22.ブルース、カントリー




 中野さん……。


 彼女の横顔に陽が当たる。そしてうっすらと光る景色の中で、あまり見ることができない貴重な笑顔を浮かべている。ただ、それはライブを楽しんでいるというよりも、友達と喋るのに夢中になっているといった感じがした。


 中野さんに何か手がかりがあるのだろうか?


 もう少し後藤を問い詰めなければならないのかもしれない。


『あのさ……、おーい』


『……んっ?あ、ごめん、ごめん。
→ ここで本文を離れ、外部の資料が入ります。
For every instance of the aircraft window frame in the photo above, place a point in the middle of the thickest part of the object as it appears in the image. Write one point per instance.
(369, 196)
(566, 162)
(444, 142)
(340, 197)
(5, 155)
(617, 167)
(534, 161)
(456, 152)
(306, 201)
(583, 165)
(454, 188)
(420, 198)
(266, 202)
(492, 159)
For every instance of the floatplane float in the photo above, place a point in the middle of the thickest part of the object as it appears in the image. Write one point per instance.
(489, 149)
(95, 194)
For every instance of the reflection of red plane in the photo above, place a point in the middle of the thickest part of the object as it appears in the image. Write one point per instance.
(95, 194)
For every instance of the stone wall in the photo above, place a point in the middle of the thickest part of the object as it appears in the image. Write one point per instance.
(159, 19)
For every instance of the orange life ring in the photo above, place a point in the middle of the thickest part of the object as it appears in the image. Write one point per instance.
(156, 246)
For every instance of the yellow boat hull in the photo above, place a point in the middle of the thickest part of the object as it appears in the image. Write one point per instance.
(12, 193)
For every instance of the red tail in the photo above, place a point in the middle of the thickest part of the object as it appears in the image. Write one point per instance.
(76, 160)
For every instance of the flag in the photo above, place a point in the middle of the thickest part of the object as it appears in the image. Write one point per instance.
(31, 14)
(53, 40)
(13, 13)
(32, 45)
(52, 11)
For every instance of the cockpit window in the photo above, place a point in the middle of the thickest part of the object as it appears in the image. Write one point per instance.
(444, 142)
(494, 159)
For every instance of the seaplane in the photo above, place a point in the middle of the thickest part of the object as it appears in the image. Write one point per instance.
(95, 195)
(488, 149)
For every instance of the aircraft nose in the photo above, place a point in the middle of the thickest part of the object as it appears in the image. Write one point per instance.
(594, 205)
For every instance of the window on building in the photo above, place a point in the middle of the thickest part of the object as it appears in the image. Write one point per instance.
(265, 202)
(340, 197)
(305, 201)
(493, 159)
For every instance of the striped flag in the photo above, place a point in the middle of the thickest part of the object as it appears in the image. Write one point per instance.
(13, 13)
なんか言った?』


 完全に別の世界へと飛んでいた後藤。じっくりと考え込んでいたような表情だった。


『後藤ってさ、中野さんと仲良いの?』


『いや、まぁ……それなりに……』


『俺、バイト先が一緒やったんよ。同じ大学の同じ学科やったなんて全く知らんかって、最近めっちゃびっくりしたわ』


『へぇ……』


 こちらに視線を向けながらも、意識は完全に中野さんへと注がれている。


 そういえばコイツは、俺のバイト先がCD屋だって知ってたなぁ。もしかして……。


『中野さんと俺がバイト先一緒なの知ってた?』


『えぇと……その……』


 明らかに動揺する後藤。どうしてん突然?


『……知ってたよ』


 この反応、どうだろう?

 ひょっとすると俺が首を突っ込もうとしているのは、非常にややこしい問題だらけの秘境なのかもしれないが、その少し先に真実があるような気がする。


 冷静に考えろ。

 後藤が俺を尾けるように、電車内でジロジロと見ていたのは、俺が花火を打ち上げるよりも前だ。つまり肝心なのは……。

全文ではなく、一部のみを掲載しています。